Industrial & Office REITs likely to show largest increase in default risk this year.
Home working continues to affect US Commercial Real Estate: NYCB results, Blackstone haircuts, Aozora losses. The IMF reports delinquency rates rising and prices falling faster than in previous cycles due to the speed and scale of monetary tightening over the past two years. The chart below compares current valuation trends against previous downturns.
The IMF also highlight the $300bn “maturity wall” facing the Office and Retail segments over the next two years. Much of this is held by commercial banks or investors in CMBS.
The charts below show recent default risk changes for Credit Benchmark’s US Real Estate Investment & Services, Holding & Development companies, and the main REIT categories indices.
There is a 25% increase in default risk for RE Investment and Holding companies, and a near 50% increase in the Industrial and Office REIT segment. And the latter probably understates the deterioration in Offices, especially across older properties.
The chart below shows the net balance between deterioration and improvement (“monthly DIN”) in the Industrial & Office sector.

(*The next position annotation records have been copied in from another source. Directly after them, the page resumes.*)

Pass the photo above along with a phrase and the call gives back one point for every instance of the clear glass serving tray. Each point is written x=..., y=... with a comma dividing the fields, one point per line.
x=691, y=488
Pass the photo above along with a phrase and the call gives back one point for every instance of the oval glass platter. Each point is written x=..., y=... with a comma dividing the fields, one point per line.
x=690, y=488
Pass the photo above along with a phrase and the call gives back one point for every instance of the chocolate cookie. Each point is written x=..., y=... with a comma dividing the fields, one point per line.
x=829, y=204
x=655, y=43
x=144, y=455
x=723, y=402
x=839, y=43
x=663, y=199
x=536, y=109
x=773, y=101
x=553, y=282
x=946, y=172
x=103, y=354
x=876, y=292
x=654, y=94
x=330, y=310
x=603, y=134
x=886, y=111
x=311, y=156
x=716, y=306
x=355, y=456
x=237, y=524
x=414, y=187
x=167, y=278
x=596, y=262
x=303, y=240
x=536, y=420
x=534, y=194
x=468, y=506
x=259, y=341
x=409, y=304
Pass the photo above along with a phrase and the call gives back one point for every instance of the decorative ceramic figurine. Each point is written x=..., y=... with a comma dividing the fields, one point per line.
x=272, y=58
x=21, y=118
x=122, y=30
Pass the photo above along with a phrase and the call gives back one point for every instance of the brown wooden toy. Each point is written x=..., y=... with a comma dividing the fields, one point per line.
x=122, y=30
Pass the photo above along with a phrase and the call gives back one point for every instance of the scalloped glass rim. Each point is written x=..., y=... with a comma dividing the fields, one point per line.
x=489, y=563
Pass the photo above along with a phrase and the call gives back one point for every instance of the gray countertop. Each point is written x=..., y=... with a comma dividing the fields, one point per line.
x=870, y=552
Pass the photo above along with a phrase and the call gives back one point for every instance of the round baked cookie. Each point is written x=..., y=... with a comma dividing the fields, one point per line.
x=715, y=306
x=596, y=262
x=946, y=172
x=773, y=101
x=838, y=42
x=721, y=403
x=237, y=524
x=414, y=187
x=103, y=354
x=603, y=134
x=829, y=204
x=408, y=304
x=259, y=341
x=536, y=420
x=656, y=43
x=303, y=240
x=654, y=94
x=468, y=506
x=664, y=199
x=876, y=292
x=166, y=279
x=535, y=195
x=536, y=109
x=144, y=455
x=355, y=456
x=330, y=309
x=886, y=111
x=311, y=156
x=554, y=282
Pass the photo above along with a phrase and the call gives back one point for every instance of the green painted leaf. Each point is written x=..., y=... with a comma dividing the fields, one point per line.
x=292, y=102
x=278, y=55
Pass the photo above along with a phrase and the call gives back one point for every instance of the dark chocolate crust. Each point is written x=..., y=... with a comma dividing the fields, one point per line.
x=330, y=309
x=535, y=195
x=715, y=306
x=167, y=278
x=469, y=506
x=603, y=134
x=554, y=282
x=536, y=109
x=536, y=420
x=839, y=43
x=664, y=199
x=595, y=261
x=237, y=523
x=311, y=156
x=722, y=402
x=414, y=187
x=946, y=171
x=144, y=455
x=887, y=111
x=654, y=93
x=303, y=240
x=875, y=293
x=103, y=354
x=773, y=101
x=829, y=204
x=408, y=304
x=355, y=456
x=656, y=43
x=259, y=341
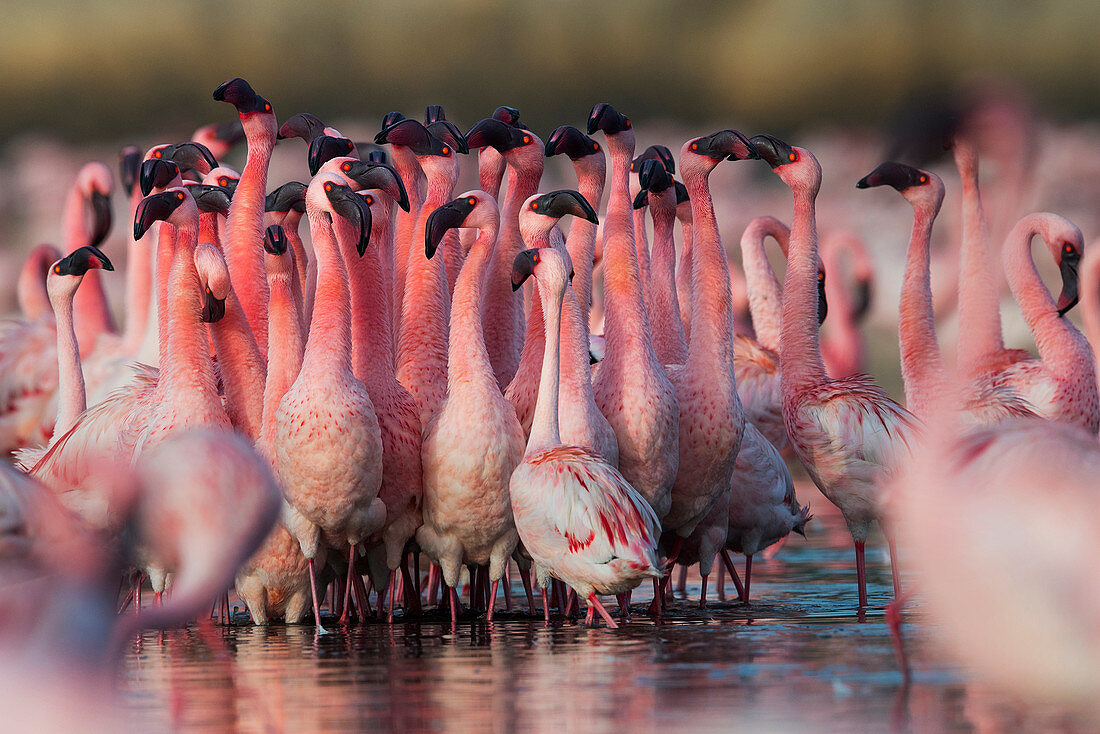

Deterioration-Improvement Net Balance (DIN) – Industrial & Office REITs
Based on these trends, we predict the projected default rate for the end of this year to show an increase of at least 30% from a very low base of 27 Bps (median over the past 12 months) to around 40 Bps by the end of this year – see the following chart.
Projected 2024 Default Rate – Industrial & Office REITs
In December 2023, the proportion of Industrial and Office REITs in the “c” category jumped from zero to 2%. If the “c” category continues to grow rapidly over the next few months, the end-2024 default rate could be significantly higher; the pessimistic scenario shows it rising to at least 70 Bps.
The table below summarizes some key credit consensus metrics for the various segments of the US Commercial Real Estate market.
Client vs CB Rating Comparison
This shows that the 12m DIN for the Industrial & Office REIT index is more than 3 standard deviations above the long term mean; confirming that the current very low level of risk is likely to show a significant increase over the next 12 months. Most segments currently have above-average DIN metrics, with Real Estate Holding & Development, Real Estate Investment & Services, and Real Estate Services all around 2 standard deviations above the long term mean. Traditionally higher risk sectors, like Mortgage Finance, Mortgage REITs, Retail REITs and Specialty REITs are less than one standard deviation above the mean or else below; 2 standard deviations below in the case of Speciality REITs.
In conclusion: Industrial & Office REITs are likely to show the largest % increase in default risk this year; traditional Real Estate Holding, Investment and Service Companies are also set to show significant increases.